Qlucore, a world leader in the development of bioinformatics software, has unveiled Qlucore Omics Explorer 2.2, the latest version of its advanced data analysis software, now featuring a new built-in functionality to import and normalise miRNA data, mRNA data and DNA methylated data.

Qlucore Omics Explorer 2.2 (OE 2.2) now allows also the direct import of data generated with Agilent equipment. Data generated with the Agilent Feature Extraction software can be directly imported into Qlucore Omics Explorer 2.2, so that scientists, biologists and other researchers benefit from a more streamlined workflow. The import functionality included with Qlucore Omics Explorer 2.2 also features inbuilt pre-settings for well-defined data types, as well as a flexible interface for the normalisation of other data types.

For the first time, Qlucore Omics Explorer 2.2 is now also available in a 64bit version for researchers using a 64bit operating system.
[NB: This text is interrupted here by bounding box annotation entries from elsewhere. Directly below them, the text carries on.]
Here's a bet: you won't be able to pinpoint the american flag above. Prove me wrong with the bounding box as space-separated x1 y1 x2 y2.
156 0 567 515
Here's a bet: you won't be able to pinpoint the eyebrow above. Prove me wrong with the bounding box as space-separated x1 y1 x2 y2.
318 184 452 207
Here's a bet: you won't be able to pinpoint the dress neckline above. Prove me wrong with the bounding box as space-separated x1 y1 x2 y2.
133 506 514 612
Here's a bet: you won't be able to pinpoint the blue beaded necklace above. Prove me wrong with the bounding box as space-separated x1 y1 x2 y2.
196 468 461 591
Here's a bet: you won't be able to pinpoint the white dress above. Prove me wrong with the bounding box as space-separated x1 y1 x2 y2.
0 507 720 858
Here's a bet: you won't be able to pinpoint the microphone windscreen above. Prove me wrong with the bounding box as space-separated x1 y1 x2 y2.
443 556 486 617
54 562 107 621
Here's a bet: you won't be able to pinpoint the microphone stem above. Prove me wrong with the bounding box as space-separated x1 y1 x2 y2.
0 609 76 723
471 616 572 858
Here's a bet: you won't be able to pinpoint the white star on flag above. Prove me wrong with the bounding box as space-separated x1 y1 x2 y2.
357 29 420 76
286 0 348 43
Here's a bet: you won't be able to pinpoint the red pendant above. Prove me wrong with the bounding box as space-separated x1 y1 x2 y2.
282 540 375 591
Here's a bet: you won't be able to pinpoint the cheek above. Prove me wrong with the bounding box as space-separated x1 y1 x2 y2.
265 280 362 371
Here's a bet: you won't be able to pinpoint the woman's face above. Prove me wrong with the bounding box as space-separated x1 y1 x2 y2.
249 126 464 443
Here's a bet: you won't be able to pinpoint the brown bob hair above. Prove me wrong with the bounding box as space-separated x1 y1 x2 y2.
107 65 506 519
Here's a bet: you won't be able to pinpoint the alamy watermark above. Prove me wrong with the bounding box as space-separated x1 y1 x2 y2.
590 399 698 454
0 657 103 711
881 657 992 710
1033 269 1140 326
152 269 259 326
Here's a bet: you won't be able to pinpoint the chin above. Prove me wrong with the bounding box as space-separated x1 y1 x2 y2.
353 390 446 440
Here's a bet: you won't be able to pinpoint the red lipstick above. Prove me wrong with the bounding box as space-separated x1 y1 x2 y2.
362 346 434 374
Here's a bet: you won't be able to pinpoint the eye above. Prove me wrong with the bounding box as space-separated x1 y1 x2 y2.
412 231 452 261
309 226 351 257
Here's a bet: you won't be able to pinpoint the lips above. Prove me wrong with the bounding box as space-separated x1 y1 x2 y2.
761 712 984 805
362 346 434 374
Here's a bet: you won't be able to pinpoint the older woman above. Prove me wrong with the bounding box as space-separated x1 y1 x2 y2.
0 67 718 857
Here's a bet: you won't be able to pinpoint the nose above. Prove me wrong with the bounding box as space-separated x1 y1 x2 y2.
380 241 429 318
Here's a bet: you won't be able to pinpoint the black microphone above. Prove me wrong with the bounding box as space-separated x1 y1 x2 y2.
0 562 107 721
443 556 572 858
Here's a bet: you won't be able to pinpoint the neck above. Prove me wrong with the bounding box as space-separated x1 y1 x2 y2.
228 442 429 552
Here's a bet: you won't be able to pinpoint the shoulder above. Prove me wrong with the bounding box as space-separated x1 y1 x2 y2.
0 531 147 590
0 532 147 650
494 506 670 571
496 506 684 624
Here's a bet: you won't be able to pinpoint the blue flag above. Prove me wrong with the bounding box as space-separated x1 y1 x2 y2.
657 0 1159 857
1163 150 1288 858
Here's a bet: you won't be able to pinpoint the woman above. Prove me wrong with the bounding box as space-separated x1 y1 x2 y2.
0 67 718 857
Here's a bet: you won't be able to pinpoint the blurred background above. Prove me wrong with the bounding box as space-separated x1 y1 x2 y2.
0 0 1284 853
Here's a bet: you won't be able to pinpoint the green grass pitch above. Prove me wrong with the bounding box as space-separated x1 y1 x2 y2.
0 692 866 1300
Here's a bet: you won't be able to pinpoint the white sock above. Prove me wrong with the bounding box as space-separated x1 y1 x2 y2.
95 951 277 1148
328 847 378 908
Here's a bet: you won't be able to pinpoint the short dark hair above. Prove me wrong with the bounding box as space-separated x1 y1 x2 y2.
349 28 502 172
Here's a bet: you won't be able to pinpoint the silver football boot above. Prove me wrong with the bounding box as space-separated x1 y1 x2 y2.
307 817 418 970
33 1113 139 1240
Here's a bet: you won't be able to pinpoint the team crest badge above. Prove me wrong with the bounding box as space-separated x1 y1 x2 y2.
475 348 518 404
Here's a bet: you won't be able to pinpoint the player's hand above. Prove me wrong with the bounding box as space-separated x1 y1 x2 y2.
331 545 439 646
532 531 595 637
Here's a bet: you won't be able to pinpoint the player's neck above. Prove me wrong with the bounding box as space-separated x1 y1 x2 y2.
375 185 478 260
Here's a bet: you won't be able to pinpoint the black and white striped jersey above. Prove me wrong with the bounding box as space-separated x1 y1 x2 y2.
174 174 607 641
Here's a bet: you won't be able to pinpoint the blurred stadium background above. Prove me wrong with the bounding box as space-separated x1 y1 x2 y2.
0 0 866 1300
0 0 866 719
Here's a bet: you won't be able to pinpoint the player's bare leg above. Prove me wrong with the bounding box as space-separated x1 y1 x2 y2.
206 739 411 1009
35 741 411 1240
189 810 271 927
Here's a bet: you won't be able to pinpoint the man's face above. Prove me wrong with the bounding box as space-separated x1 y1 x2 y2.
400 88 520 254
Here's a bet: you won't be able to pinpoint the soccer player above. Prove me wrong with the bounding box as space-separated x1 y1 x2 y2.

Benefits of this version include higher performance, as well as the ability to utilise additional RAM memory. As such, Qlucore Omics Explorer 2.2 can now be used to work with datasets containing up to 150 samples and 2 million variables, using just a regular computer.

“Qlucore Omics Explorer 2.2 makes it very easy to import data generated with both Agilent and Affymetrix, which means that the entire data analysis process can be handled much more efficiently,” says Carl-Johan Ivarsson, president, Qlucore. “Qlucore Omics Explorer has always been a very powerful tool for conducting advanced data analysis. However, the latest enhancements that we’ve included in Qlucore Omics Explorer 2.2 will make it even easier for researchers, biologists and scientists to import and analyse their own data, as well as data produced by their peers, both quickly and easily.”

Qlucore Omics Explorer 2.2 supports instant data analysis. As a result, this latest version of the software will enable scientists and biologists to explore different hypotheses and alternative scenarios within seconds. The software will therefore be invaluable for unveiling important new discoveries, as it will allow the actual researchers, the people with the most biological insight, to study the data and to look for patterns and structures, without needing to be a statistics or computer expert.